Rotate every 2x2 block in a matrix
CJam (42 40 bytes)
{(\@2$,(/.{@a@a+z(\@.{4,={+2/zW%~}*}z~}}
Online demo
Basically this applies the same technique twice in order to fold the block
{4,={+2/zW%~}*}
which operates on a 2x2 matrix and a number of times to rotate.
[first row] [[second row] [third row] ... [last row]] [value_0 value_1 ... value_n]
can be processed with
.{block}
and has the effect of
[first row]
[second row] value_0 {block}~
[third row] value_1 {block}~
...
because .
(like %
in CJam) doesn't gather the results into an array until it's finished.
APL (Dyalog Unicode), 37 35 bytes
{⌽∘⍉@⍺⊢⍵}/⌽(⊂,{(4|⎕)/,⊢∘⊂⌺2 2⍳⍴⍵})⎕
Try it online!
Switched to a more straightforward method after I realized @
also accepts a matrix of coordinates. Then we don't need to fiddle with the coordinate order; we extract the submatrix coordinates with ⊢∘⊂⌺2 2
, and just rotate them directly using ⌽∘⍉
.
APL (Dyalog Unicode), 37 bytes
{1⌽@⍺⊢⍵}/⌽(⊂,{(4|⎕)/,2,∘⌽/2,⌿⊂¨⍳⍴⍵})⎕
Try it online!
A full program that takes the matrix, then the vector of rotation amounts. Prints the resulting matrix with a leading space.
@
can extract the elements at certain positions, manipulate them, and place them back into the original matrix, which is great for 2×2 rotation. In particular, 1⌽@(1 1)(2 1)(2 2)(1 2)
extracts the top left submatrix [a b][c d]
into a vector a c d b
, rotates once to the left (1⌽
) into c d b a
, then puts the values back so that the submatrix becomes [c a][d b]

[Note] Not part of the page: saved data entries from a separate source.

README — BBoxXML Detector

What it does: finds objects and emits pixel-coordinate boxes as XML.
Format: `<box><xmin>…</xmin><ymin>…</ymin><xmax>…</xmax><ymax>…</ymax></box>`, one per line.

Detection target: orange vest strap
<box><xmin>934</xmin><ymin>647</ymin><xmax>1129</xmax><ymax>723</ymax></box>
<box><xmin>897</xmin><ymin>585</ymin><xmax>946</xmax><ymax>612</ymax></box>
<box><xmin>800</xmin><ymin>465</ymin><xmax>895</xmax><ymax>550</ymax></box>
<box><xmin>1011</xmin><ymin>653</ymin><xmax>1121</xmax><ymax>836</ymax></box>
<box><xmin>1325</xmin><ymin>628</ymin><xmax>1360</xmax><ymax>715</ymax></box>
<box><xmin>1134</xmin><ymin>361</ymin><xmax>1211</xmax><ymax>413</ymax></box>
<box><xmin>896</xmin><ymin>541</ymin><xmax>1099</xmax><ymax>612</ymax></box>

. This achieves rotating the submatrix exactly once.
{1⌽@⍺⊢⍵}/⌽(⊂,{(4|⎕)/,2,∘⌽/2,⌿⊂¨⍳⍴⍵})⎕
⍝ Read from right:
⎕ ⍝ Take the matrix from stdin
{...} ⍝ Pass to the dfn as ⍵
⍳⍴⍵ ⍝ Matrix of 2D coordinates of ⍵
2,⌿⊂¨ ⍝ Pair vertically adjacent coordinates
2,∘⌽/ ⍝ Catenate horizontally adjacent coordinate pairs,
⍝ flipping the right one so that it looks like (1 1)(2 1)(2 2)(1 2)
, ⍝ Flatten the matrix of lists of coordinates
(4|⎕)/ ⍝ Copy each (Rotations modulo 4) times
⌽(⊂,...) ⍝ Prepend the original matrix enclosed and reverse the entire array,
⍝ so that it is suitable for RTL reduce
{ }/ ⍝ RTL reduce by...
1⌽@⍺⊢⍵ ⍝ Take the matrix ⍵ and rotate once at coordinates ⍺
CJam, 65 63 60 55 bytes
There must be a better way to do this...
{_e_\z,:N(@/Ta*ee{~4,=,f{;1$,,\[XTN_)]f+_(+er\f=}~}/N/}
This is an unnamed function that expects the instructions and the matrix (in that order) on the stack and leaves the resulting matrix in their place.
Test it here.
Explanation
I don't feel like writing the full breakdown for the code right now, so here is a rough overview:
- 2D array manipulation is a pain in CJam, so I'm instead unrolling the matrix, compute each rotation as a permutation of the elements at specific positions and then split the array into rows again at the end. The width of the matrix is stored in
N
. - A rotation at position
k
in the unrolled array changes four indices:k <- k+1
,k+1 <- k+1+N
,k+N <- k
,k+1+N <- k+1
. For each indexk
along the instruction list, I compute a permutation corresponding to this, and apply it to the unrolled input array. - This leaves the problem, that in the linear array some rotations will be positioned with its top left corner in the last column of the input. To skip these, I riffle zeroes into the instruction list, such that these invalid 2x2 sub-blocks are technically processed, but with a no-op.